A checklist for investigating slowness in web applications

A checklist for investigating slowness in web applications

More often than not I find myself dealing with legacy web applications of any kind (mostly Python and PHP). Sometimes these websites and applications can show signs of slowness, or they become slow all of a sudden once migrated to a new environment.

Most issues are low hanging fruit, and don't require complex instrumentation. In all these cases it's important to have a simple checklist to investigate and solve these issues quickly. Here's mine!

1. Check DNS resolution and outgoing HTTP requests

This is old but gold. DNS resolution problems are frequent and subtle.

Sometimes a web application becomes too slow without any clear cause. Before setting up more serious instrumentation you can check first of all if the application makes DNS requests to the outside.
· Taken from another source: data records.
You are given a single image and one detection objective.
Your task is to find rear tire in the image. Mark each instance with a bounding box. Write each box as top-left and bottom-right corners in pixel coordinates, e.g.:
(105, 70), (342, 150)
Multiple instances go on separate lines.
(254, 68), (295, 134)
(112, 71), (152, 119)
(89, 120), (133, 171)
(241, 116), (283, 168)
As you might know, machines need to make a DNS request to resolve the remote host (if it's not an ip address) before the HTTP request can start.

If the DNS server isn't responding, or if it's too slow, the application can become slow or totally unresponsive.

To investigate DNS resolution issues you can use tcpdump on the host machine:

tcpdump port 53

Once the capture is in place you can try visiting the affected page, or making the appropriate request to trigger the issue. Your output should roughly be along these lines:

12:48:59.492154 IP some-host.local.44630 > resolver1.opendns.com.domain: 46758+ A? request-domain.com. (30)
12:48:59.492161 IP some-host.local.44630 > resolver1.opendns.com.domain: 35512+ AAAA? request-domain.com. (30)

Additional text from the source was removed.